Der Netzbetreiber ERCOT hat den geplanten Standort mit einer Kapazität von 2 Gigawatt bedingt in den sogenannten „Batch Zero“-Prozess aufgenommen. Damit wird das Projekt als Grundlast („Base Load“) in das Verfahren zur Netzkopplung integriert, was ein zentrales Risiko für den geplanten Ausbau der KI-Rechenzentren des Unternehmens erheblich reduziert.
Milliarden-Finanzierung für NVIDIA-Infrastruktur
Parallel zur regulatorischen Absicherung des texanischen Hubs treibt das Unternehmen die technologische Aufrüstung massiv voran. Medienberichten vom Freitag der Vorwoche zufolge wurde ein privates Finanzierungspaket in Höhe von insgesamt 2,4 Milliarden US-Dollar gesichert.
Diese Kapitalspritze, die unter der Führung von Blue Owl Capital steht, setzt sich aus einem erstrangigen befristeten Darlehen über 1,2 Milliarden US-Dollar und besicherten Anleihen im gleichen Volumen zusammen.
Die Mittel sind zweckgebunden für die Beschaffung und den Einsatz der neuen Blackwell Ultra Grafikprozessoren von NVIDIA am Campus in Mackenzie. Co-CEO Daniel Roberts erklärte dazu bereits am Montag der Vorwoche, dass bestehende Kreditfazilitäten und Vorauszahlungen von Kunden ausreichen sollten, um die Investitionsausgaben für das Geschäftsjahr 2027 vollständig zu decken. Damit sinkt die Notwendigkeit für kurzfristige Kapitalerhöhungen über den Aktienmarkt, was den Druck auf den Kurs durch mögliche Verwässerungen mindert.

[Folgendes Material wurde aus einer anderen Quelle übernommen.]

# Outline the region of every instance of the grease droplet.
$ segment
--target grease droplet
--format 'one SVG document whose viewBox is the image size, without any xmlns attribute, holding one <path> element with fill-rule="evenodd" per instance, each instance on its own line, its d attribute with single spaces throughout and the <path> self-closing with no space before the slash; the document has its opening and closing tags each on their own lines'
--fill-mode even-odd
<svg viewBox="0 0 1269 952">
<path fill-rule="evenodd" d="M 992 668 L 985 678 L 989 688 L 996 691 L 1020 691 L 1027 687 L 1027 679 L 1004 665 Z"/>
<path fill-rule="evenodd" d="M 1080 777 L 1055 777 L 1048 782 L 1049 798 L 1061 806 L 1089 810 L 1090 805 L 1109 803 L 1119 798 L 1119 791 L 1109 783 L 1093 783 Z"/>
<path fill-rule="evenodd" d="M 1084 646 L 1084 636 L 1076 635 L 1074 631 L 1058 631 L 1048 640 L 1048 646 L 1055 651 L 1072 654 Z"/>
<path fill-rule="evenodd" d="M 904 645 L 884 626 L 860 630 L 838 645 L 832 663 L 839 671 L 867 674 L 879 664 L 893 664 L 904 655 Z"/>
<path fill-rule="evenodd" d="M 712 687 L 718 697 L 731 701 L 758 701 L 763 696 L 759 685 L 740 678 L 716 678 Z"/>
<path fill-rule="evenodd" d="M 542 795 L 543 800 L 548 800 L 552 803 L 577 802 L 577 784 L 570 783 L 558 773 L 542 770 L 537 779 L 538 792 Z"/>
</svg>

Partnerschaft mit NVIDIA stärkt KI-Wachstumsstory
Die strategische Bedeutung der Partnerschaft mit dem Chip-Giganten NVIDIA wurde am vergangenen Mittwoch weiter untermauert. NVIDIA gab bekannt, verstärkt mit australischen Partnern wie IREN zusammenzuarbeiten, um die Kapazitäten für sogenannte KI-Fabriken zu erweitern. Dabei geht es vor allem um die Bereitstellung von Flächen, Strom und Gebäudehüllen.

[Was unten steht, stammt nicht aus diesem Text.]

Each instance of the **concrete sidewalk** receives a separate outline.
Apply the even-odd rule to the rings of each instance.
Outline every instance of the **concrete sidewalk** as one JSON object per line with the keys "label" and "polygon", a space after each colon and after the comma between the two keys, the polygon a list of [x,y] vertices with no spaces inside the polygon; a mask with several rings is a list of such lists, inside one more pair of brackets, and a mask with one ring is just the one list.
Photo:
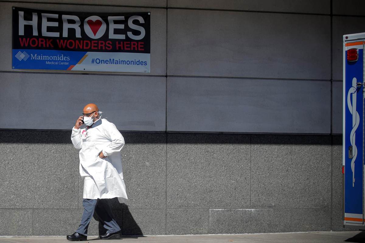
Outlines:
{"label": "concrete sidewalk", "polygon": [[[105,240],[89,236],[92,243]],[[365,231],[315,232],[241,235],[149,235],[123,236],[120,240],[111,240],[108,243],[175,243],[181,242],[251,242],[251,243],[336,243],[365,242]],[[0,243],[57,243],[70,242],[65,236],[2,237]]]}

Bereits in der Woche davor wurde über den Abschluss eines fünfjährigen Cloud-Service-Vertrags mit NVIDIA im Volumen von 3,4 Milliarden US-Dollar berichtet.
Ergänzt wird diese Vereinbarung durch eine Eigenkapitalzusage von bis zu 2,1 Milliarden US-Dollar sowie Optionsscheine auf 30 Millionen Aktien zu einem Ausübungspreis von 70 US-Dollar. Bis zum Jahresende strebt das Unternehmen einen vertraglich gesicherten, jährlich wiederkehrenden Umsatz (ARR) von rund 4 Milliarden US-Dollar an.
Quartalsergebnis durch Sondereffekte belastet
Die finanzielle Performance zeigt jedoch die Kosten der rapiden Transformation. In dem am 30. Juni geendeten vierten Quartal des Geschäftsjahres 2026 erzielte IREN im Bereich KI-Cloud einen Umsatz von 70,5 Millionen US-Dollar.
Dem steht ein Nettoverlust von 684 Millionen US-Dollar für das Berichtsquartal gegenüber. Dieser hohe Fehlbetrag resultiert laut Medienberichten primär aus nicht zahlungswirksamen Wertminderungen in Höhe von 450,4 Millionen US-Dollar.
Trotz dieser bilanziellen Belastungen bleibt das Interesse institutioneller Anleger bestehen. So gab der Public Employees Retirement System of Ohio am Freitag der Vorwoche ein neues Investment in Höhe von 4,21 Millionen US-Dollar in IREN bekannt. Die Aktie beendete den Handel am Freitag bei 37,59 € nahezu unverändert.
Das Papier notiert damit aktuell etwa 7,6 % über seinem 50-Tage-Durchschnitt von 34,94 €. Seit Jahresbeginn konnte der Wert eine positive Entwicklung von 11 % verzeichnen, was den anhaltenden Optimismus bezüglich der Neuausrichtung auf das KI-Infrastrukturgeschäft widerspiegelt.